Dagegen schreibt – oder besser, monologisiert – nun der Bruder des damals Ermordeten an, nämlich in Kamel Daouds Writing Back, in dem Roman Der Fall Meursault – eine Gegendarstellung. Damit spiegelt er die Erzählform von Der Fremde wider, aber bei dieser Spiegelung allein bleibt es nicht: im Laufe des Romans wird klar, dass der Protagonist nach und nach zum Wiedergänger seines älteren, getöteten Bruders mutiert und schließlich sogar selbst zur Waffe greift, um in einem Mord, den er selbst nur noch „Restitution“ nennt, einen Franzosen umzubringen. Und zwar zu genau gespiegelten Verhältnissen: es ist dunkel und kalt, statt hell und heiß, es ist zwei Uhr nachts statt zwei Uhr mittags und der Mond ist einziger Zeuge statt der Sonne.
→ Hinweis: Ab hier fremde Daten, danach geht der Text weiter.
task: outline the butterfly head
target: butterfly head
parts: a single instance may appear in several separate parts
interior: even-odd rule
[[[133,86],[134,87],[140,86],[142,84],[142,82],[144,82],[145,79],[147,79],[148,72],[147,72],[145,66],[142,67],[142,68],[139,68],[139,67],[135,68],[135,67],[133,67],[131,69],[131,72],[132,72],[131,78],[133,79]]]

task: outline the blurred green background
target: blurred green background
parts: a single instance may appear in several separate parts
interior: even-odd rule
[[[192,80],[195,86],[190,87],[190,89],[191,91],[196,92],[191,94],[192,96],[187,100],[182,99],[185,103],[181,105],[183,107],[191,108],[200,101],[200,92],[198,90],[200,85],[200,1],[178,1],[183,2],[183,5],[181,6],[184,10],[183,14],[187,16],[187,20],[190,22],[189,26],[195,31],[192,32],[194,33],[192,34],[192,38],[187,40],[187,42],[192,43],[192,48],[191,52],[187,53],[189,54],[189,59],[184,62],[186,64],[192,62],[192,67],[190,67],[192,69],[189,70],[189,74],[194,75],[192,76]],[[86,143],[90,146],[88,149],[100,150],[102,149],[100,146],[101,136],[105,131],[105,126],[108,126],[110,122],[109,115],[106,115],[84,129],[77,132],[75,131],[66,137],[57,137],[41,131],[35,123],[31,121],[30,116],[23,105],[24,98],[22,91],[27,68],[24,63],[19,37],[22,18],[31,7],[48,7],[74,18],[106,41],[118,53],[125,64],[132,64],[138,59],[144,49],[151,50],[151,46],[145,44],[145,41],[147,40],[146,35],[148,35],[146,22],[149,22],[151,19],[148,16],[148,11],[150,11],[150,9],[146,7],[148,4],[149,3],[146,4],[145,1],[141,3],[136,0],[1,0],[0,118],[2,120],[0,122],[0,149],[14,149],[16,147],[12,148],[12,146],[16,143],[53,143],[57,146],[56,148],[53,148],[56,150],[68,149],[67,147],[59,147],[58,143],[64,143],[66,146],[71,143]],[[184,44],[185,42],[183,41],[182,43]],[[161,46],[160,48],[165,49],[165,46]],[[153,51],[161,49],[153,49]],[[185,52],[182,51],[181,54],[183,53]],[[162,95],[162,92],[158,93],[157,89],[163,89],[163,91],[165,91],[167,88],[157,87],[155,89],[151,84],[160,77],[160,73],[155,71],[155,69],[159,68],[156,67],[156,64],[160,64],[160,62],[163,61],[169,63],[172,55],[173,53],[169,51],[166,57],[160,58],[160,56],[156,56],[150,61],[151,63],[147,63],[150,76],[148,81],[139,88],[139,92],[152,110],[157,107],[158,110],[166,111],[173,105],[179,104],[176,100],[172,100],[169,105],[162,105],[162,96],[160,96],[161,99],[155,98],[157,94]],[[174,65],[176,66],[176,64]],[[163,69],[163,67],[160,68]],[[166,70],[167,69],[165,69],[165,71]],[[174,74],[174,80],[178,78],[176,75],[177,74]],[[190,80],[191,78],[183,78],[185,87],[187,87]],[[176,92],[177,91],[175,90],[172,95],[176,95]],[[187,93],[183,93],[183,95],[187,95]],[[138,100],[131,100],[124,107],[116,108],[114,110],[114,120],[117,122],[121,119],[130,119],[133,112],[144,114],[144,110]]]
Diese „Restitution“ in Daouds Roman ist eine Anspielung auf einen anderen Text, der sich ebenfalls mit den kolonialen Verhältnissen in Algerien auseinandersetzt: Frantz Fanons Die Verdammten dieser Erde. Denn darin verteidigt Fanon nicht nur das Recht der Kolonisierten auf Gewalt, um sich von der Fremdherrschaft zu befreien, sondern wählt vor allem auch einen Schreibstil und eine Explizität, die die erlebte und tagtäglich reale Gewalt in den Kolonien reflektiert. Denn koloniale Gewalt beginnt bereits bei der Sprache – so wird strukturelle Diskriminierung beispielsweise durch Gestzestexte, die die Betroffenen weder lesen noch verstehen können, etabliert. Die eloquenten Fallstricke der Bürokratie sind bedrohlich. Worte werden lebensgefährlich, das weiß auch der Protagonist in Der Fall Meursault: „Hast du bemerkt, wie er schreibt? Er benutzt die Kunst des Dichtens, um den Schuss aus einer Waffe zu beschreiben!“ (11)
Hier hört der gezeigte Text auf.